- #1
Abid Rizvi
- 20
- 0
Homework Statement
The "spirit-in-glass thermometer", invented in Florence, Italy, around 1654, consists of a tube of liquid (the spirit) containing a number of submerged glass spheres with slightly different masses (see the figure below). At sufficiently low temperatures all the spheres float, but as the temperature rises, the spheres sink one after the other. The device is a crude but interesting tool for measuring temperature. Suppose that the tube is filled with ethyl alcohol, whose density is 0.78945 g/cm3 at 20.0° and decreases to 0.78097 g/cm3 at 30.0°C.
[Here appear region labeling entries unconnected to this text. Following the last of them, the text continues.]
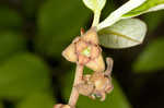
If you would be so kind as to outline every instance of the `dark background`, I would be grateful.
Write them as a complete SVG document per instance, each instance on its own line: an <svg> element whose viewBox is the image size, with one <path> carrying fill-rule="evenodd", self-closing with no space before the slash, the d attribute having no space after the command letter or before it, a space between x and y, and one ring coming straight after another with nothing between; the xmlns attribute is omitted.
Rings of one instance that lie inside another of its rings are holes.
<svg viewBox="0 0 164 108"><path fill-rule="evenodd" d="M101 19L125 2L107 0ZM0 0L0 108L51 108L67 103L75 64L66 61L61 51L80 27L90 28L92 19L81 0ZM142 45L119 50L103 47L104 57L115 61L114 93L104 103L80 97L79 108L163 108L164 11L139 19L148 24Z"/></svg>

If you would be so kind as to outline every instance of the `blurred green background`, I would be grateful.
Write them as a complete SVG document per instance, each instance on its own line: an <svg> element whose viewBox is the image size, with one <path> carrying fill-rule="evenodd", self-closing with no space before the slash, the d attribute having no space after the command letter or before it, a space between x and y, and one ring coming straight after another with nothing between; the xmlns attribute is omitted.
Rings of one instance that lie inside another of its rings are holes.
<svg viewBox="0 0 164 108"><path fill-rule="evenodd" d="M126 1L107 0L101 19ZM103 48L115 61L112 94L104 103L80 96L78 108L163 108L164 11L139 17L149 28L142 45ZM66 104L75 64L61 51L92 19L82 0L0 0L0 108Z"/></svg>

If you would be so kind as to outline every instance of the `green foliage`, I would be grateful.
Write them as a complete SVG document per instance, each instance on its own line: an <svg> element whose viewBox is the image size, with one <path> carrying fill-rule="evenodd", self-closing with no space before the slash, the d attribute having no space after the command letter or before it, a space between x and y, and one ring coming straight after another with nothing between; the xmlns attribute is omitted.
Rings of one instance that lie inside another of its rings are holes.
<svg viewBox="0 0 164 108"><path fill-rule="evenodd" d="M52 108L55 100L47 93L34 93L23 99L16 108Z"/></svg>
<svg viewBox="0 0 164 108"><path fill-rule="evenodd" d="M150 43L133 64L133 70L140 72L155 72L164 69L164 38Z"/></svg>
<svg viewBox="0 0 164 108"><path fill-rule="evenodd" d="M91 71L91 70L85 70L85 71ZM91 73L91 72L85 72L85 73ZM65 98L68 100L72 84L73 84L73 79L74 79L74 71L71 71L67 73L63 80L63 95ZM117 81L114 79L114 91L106 96L105 101L99 101L99 100L93 100L89 97L85 96L80 96L78 100L78 107L79 108L131 108L130 104L128 103L124 92L121 91L119 84Z"/></svg>
<svg viewBox="0 0 164 108"><path fill-rule="evenodd" d="M23 24L20 14L8 7L0 5L0 28L17 28Z"/></svg>
<svg viewBox="0 0 164 108"><path fill-rule="evenodd" d="M96 12L104 8L106 0L83 0L83 2L93 12Z"/></svg>
<svg viewBox="0 0 164 108"><path fill-rule="evenodd" d="M20 99L33 92L48 91L49 69L32 53L11 57L0 65L0 97Z"/></svg>
<svg viewBox="0 0 164 108"><path fill-rule="evenodd" d="M87 19L89 11L80 0L47 1L38 14L36 49L46 56L60 57Z"/></svg>
<svg viewBox="0 0 164 108"><path fill-rule="evenodd" d="M107 48L127 48L140 45L147 33L147 25L138 19L121 20L110 27L102 29L101 45Z"/></svg>
<svg viewBox="0 0 164 108"><path fill-rule="evenodd" d="M161 5L161 7L159 7ZM159 8L156 8L159 7ZM147 0L142 5L133 9L132 11L128 12L127 14L122 15L122 17L131 17L137 16L142 13L157 11L164 9L164 0Z"/></svg>
<svg viewBox="0 0 164 108"><path fill-rule="evenodd" d="M22 0L22 8L27 17L36 15L35 13L37 12L38 3L40 3L39 1L40 0Z"/></svg>
<svg viewBox="0 0 164 108"><path fill-rule="evenodd" d="M25 38L15 32L0 32L0 63L13 53L24 51L26 48Z"/></svg>
<svg viewBox="0 0 164 108"><path fill-rule="evenodd" d="M78 107L83 108L131 108L125 94L116 80L113 80L114 91L106 96L105 101L92 100L89 97L80 96Z"/></svg>

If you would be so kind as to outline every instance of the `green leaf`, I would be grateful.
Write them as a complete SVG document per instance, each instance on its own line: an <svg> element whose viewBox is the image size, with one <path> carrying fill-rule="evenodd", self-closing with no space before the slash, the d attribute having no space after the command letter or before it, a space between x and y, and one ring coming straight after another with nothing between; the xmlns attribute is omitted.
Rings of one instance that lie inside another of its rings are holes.
<svg viewBox="0 0 164 108"><path fill-rule="evenodd" d="M32 55L20 53L0 65L0 97L20 99L33 92L49 91L49 69Z"/></svg>
<svg viewBox="0 0 164 108"><path fill-rule="evenodd" d="M54 98L47 93L34 93L17 104L15 108L52 108Z"/></svg>
<svg viewBox="0 0 164 108"><path fill-rule="evenodd" d="M164 38L150 43L133 63L134 72L155 72L164 69Z"/></svg>
<svg viewBox="0 0 164 108"><path fill-rule="evenodd" d="M110 27L99 31L102 46L107 48L128 48L142 44L147 25L138 19L121 20Z"/></svg>
<svg viewBox="0 0 164 108"><path fill-rule="evenodd" d="M83 0L83 2L89 9L95 12L104 8L106 0Z"/></svg>
<svg viewBox="0 0 164 108"><path fill-rule="evenodd" d="M26 50L25 38L15 32L0 32L0 63L12 55Z"/></svg>
<svg viewBox="0 0 164 108"><path fill-rule="evenodd" d="M122 15L122 19L132 17L147 12L157 11L162 9L164 9L164 0L147 0L142 5Z"/></svg>
<svg viewBox="0 0 164 108"><path fill-rule="evenodd" d="M23 19L13 9L0 7L0 27L1 28L17 28L23 24Z"/></svg>
<svg viewBox="0 0 164 108"><path fill-rule="evenodd" d="M125 4L122 4L120 8L118 8L116 11L112 12L103 22L101 22L97 25L97 31L101 31L105 27L109 27L116 22L121 20L121 16L131 10L138 8L147 0L129 0Z"/></svg>
<svg viewBox="0 0 164 108"><path fill-rule="evenodd" d="M80 33L89 20L89 10L80 0L49 0L38 14L39 34L36 50L49 57L61 57L61 51Z"/></svg>
<svg viewBox="0 0 164 108"><path fill-rule="evenodd" d="M74 72L67 73L63 80L63 95L67 101L71 94L71 88L73 84ZM99 101L98 99L93 100L85 96L80 96L77 107L79 108L131 108L128 99L126 98L124 92L121 91L119 84L114 79L114 91L106 96L105 101Z"/></svg>
<svg viewBox="0 0 164 108"><path fill-rule="evenodd" d="M148 24L148 31L153 32L157 29L157 27L163 23L164 20L164 10L148 13L147 15L143 15L143 20Z"/></svg>

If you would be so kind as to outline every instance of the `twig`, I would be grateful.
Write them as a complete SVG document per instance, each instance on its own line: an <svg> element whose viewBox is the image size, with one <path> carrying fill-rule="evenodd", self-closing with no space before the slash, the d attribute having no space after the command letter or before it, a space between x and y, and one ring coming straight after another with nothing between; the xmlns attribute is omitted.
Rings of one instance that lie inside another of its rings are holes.
<svg viewBox="0 0 164 108"><path fill-rule="evenodd" d="M77 63L74 83L73 83L72 92L70 95L70 99L69 99L69 105L71 107L75 107L77 101L79 99L79 92L77 91L74 86L82 81L82 76L83 76L83 65Z"/></svg>

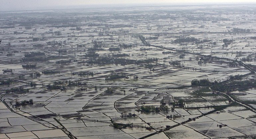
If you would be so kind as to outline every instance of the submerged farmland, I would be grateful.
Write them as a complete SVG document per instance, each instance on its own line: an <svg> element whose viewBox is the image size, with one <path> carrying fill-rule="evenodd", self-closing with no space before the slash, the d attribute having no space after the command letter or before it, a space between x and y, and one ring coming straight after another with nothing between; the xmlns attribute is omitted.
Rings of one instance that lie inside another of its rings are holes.
<svg viewBox="0 0 256 139"><path fill-rule="evenodd" d="M0 138L255 138L255 12L0 13Z"/></svg>

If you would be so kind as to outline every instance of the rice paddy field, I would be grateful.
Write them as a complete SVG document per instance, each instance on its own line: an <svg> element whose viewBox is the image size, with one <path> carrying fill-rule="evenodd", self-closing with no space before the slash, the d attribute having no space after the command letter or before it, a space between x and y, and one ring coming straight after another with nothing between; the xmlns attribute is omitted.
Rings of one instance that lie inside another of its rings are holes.
<svg viewBox="0 0 256 139"><path fill-rule="evenodd" d="M255 6L0 12L0 138L255 138Z"/></svg>

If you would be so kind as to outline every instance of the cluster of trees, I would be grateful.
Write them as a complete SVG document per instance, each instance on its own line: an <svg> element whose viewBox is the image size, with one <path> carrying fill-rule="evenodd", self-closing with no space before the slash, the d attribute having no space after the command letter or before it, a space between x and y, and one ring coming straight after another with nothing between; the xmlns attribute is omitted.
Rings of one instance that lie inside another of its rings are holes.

If one of the spheres has a radius of 1.400 cm and is in equilibrium halfway up the tube at 20.0°C, determine its mass?
When the temperature increases to 30.0°C, what mass must a second sphere of the same radius have in order to be in equilibrium at the halfway point?
At 30.0°C the first sphere has fallen to the bottom of the tube. What upward force does the bottom of the tube exert on this sphere
Homework Equations
buoyant force = mg
The Attempt at a Solution
So I go the first 2 correct.
For the first one I had: M_sphere*g = p_alcohol_at_20 * g * 4/3 pi r^3
solving for M_sphere, I got 9.07 grams
For the second one I had M_sphere2*g = p_alcohol_at_30 * g * 4/3 pi r^3
solving for M_sphere2, I got 8.98 grams
For the last part, I set up this equation:
buoyant force + normal force = mg_sphere
p_alcohol_at_30*V_sphere*g + N = M_sphere*g
But this equation has 2 unknowns, N (the normal force) and p_sphere, the spheres density. I'm not even a 100% sure if 1.4cm is the radius of this sphere so I may not even know the volume meaning 3 unknowns... What am I missing?
Thanks in advance
So I set up the force equation and then divided the result by 1000 and the answer worked. Thank you guys!